気が付いたら俺は泣いていた。ぼろぼろぼろぼろと大粒の涙が降り注ぐ中、隼人は俺の手にそっと自分の手を重ねて、掠れた声で俺の名前を呼んで泣きながら笑った。
「――、すきだよ……だからぼくを、きみのえいえんにして」
それを聞いた後はもうどうしたのか覚えていない。無我夢中で手に力を込めて、気が付いたら隼人は息をしていなかった。青い顔で優しく微笑んだまま、動かなくなっていた。
「はやと、はやと……」
返事が返ってこないのは分かっていた。それなのに、俺は隼人に呼び掛ける。体を揺する。
奪ったのは俺だ。奪われたくないと、隼人を手に入れるにはこれしかないのだと首を絞めて隼人を殺したのは俺だ。これは正しかった。こうしなければならなかった。
それなのに、何故。
「はやと……はやと……」
俺はこんなにも泣いているんだろう。こんな喪失感を感じているんだろう。
ただ、名前を呼んでぼろぼろと涙を零す。息が苦しい。
なんで、なんで。どうしてこうなっちゃったんだ。隼人、隼人。
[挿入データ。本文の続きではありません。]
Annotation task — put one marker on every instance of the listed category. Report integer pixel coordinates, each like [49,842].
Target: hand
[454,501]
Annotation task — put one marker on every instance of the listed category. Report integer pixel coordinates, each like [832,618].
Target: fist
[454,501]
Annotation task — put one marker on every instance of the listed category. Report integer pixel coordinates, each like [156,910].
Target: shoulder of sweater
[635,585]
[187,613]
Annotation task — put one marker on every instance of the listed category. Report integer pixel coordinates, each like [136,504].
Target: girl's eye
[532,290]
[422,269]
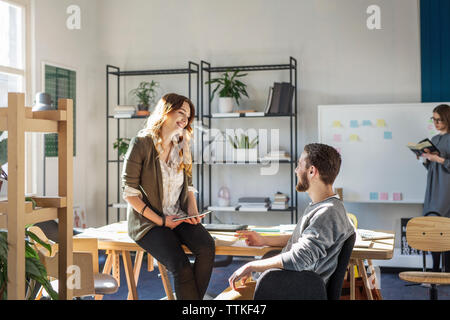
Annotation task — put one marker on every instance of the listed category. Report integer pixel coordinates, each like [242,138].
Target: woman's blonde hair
[167,104]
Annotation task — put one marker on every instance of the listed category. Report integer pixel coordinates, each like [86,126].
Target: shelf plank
[54,115]
[41,125]
[4,207]
[52,202]
[40,215]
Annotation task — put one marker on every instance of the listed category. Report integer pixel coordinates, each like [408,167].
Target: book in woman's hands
[419,148]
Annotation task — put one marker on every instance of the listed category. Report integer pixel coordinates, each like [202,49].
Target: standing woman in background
[157,184]
[437,194]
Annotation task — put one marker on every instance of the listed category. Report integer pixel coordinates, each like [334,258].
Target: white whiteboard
[375,160]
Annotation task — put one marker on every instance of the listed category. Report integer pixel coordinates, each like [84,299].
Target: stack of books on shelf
[124,111]
[277,155]
[280,201]
[255,204]
[280,98]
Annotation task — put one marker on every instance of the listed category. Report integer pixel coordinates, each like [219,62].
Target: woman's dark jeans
[164,245]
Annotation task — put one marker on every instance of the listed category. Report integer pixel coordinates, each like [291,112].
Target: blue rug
[150,285]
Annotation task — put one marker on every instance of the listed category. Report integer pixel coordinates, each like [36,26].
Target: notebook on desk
[225,227]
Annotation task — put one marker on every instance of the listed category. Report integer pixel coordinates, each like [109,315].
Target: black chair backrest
[334,287]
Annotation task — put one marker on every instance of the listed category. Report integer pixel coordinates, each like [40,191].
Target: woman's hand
[433,157]
[172,224]
[252,238]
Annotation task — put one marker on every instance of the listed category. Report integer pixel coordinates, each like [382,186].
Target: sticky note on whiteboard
[381,123]
[337,124]
[337,138]
[397,196]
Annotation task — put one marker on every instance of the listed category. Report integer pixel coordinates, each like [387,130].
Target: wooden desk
[114,239]
[378,250]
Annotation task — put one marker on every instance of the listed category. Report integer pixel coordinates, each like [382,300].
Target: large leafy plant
[35,273]
[229,86]
[243,142]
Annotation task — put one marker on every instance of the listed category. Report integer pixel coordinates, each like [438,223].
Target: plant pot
[225,105]
[245,155]
[3,188]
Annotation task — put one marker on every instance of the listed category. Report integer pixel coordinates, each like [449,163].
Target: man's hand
[252,238]
[242,273]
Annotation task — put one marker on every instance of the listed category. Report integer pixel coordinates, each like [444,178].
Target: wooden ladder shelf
[16,213]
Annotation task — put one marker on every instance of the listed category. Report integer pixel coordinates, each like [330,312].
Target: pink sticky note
[337,138]
[397,196]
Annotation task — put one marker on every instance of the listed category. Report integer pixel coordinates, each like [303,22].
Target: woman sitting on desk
[437,194]
[157,184]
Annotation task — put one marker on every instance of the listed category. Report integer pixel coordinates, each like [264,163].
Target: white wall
[340,61]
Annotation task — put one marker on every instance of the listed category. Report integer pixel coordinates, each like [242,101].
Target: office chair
[428,234]
[276,284]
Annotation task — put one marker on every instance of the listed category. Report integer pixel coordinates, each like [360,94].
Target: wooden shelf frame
[16,213]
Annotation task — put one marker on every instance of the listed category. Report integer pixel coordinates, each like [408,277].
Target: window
[12,49]
[15,66]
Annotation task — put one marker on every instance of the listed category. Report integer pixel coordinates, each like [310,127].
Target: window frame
[27,73]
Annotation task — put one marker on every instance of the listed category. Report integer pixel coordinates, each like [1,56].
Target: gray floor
[150,285]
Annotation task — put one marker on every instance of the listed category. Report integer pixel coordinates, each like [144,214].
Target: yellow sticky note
[381,123]
[337,124]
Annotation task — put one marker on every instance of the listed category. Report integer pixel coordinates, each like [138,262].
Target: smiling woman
[157,184]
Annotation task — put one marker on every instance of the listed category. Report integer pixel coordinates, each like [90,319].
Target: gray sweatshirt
[318,238]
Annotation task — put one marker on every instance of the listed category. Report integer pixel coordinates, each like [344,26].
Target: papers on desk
[227,239]
[115,232]
[364,238]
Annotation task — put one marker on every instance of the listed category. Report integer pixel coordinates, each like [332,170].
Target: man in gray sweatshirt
[320,234]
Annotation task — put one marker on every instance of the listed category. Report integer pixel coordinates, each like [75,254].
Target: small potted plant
[146,95]
[230,87]
[121,144]
[244,149]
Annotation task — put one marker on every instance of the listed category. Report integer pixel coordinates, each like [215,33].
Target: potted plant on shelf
[230,87]
[146,95]
[121,144]
[35,273]
[244,149]
[3,161]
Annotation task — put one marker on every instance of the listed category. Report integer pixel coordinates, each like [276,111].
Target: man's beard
[303,183]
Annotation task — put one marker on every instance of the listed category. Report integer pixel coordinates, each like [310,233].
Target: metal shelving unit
[190,71]
[291,67]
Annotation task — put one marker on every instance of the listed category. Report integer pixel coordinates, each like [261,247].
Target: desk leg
[116,265]
[136,269]
[362,271]
[351,271]
[107,270]
[130,276]
[166,281]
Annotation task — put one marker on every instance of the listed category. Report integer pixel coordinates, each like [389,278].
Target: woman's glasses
[436,120]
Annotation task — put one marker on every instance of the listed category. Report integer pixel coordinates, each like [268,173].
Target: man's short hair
[326,159]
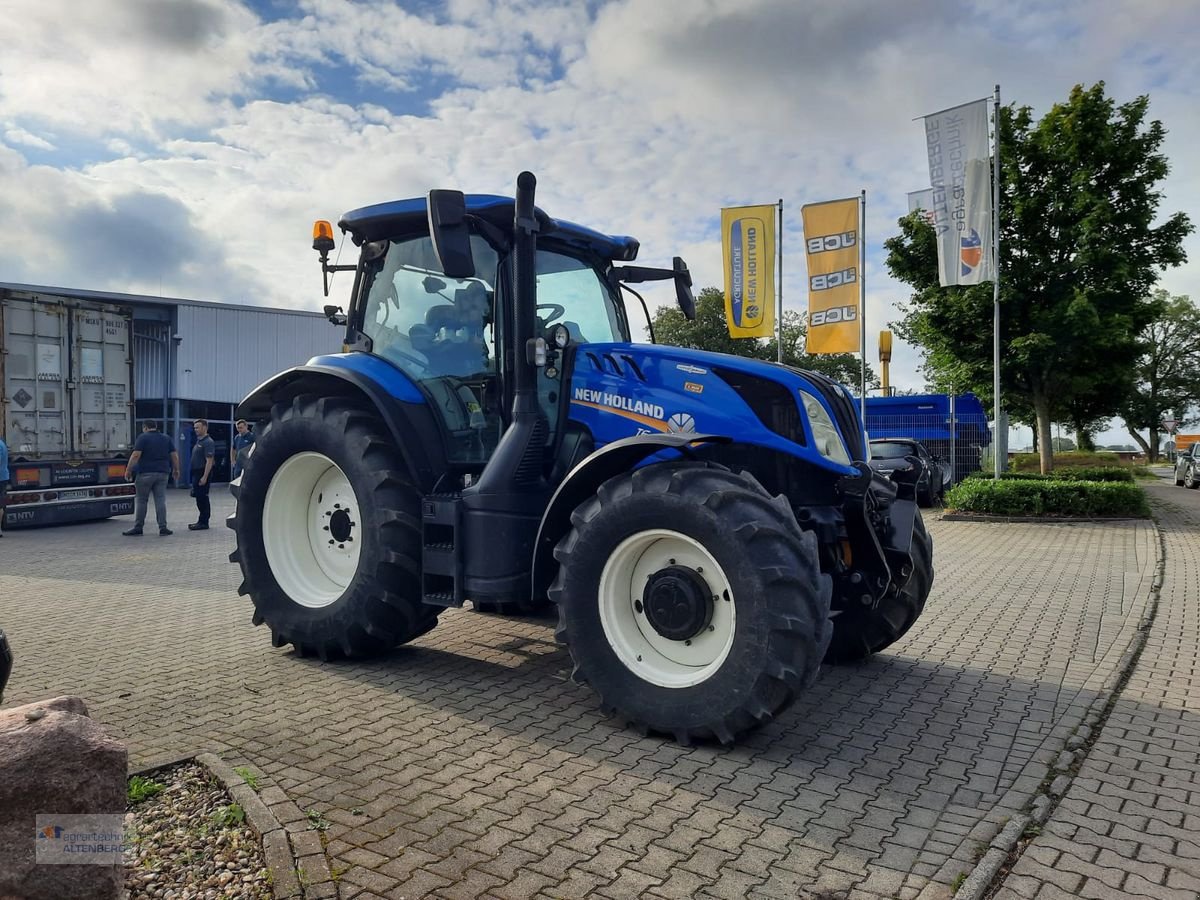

俺は、ただお前を失いたくなかっただけなのに。傍にいて、笑っていて欲しかっただけなのに。どうして。
掌にはまだ隼人の首を絞めた感覚が生々しく残っている。隼人の名残が、まだそこに息づいている。きっとこの感覚を俺は一生忘れる事はないんだろう。
俺は感覚の刻みつけられたその手で隼人の冷たくなってしまった手をそっと握りしめた。
「隼人、これでもうお前は誰にも奪われないよ」
答えが返ってこないのは分かっていて、俺は眠る隼人の首筋へと指を這わす。俺の手の形に赤くなった痕が白い首筋に映えていてとても綺麗だった。
その痕に引き寄せられるように俺は隼人の首筋に顔を寄せ、そっと口付けを落とす。
その瞬間に、俺は気が付いたのだ。隼人へ向ける自らの感情に。気が付いてしまった。気が付いたところで自分を傷つけるだけだったのに。
あまりの滑稽さに俺は泣き笑いながら、隼人の手を抱きしめた。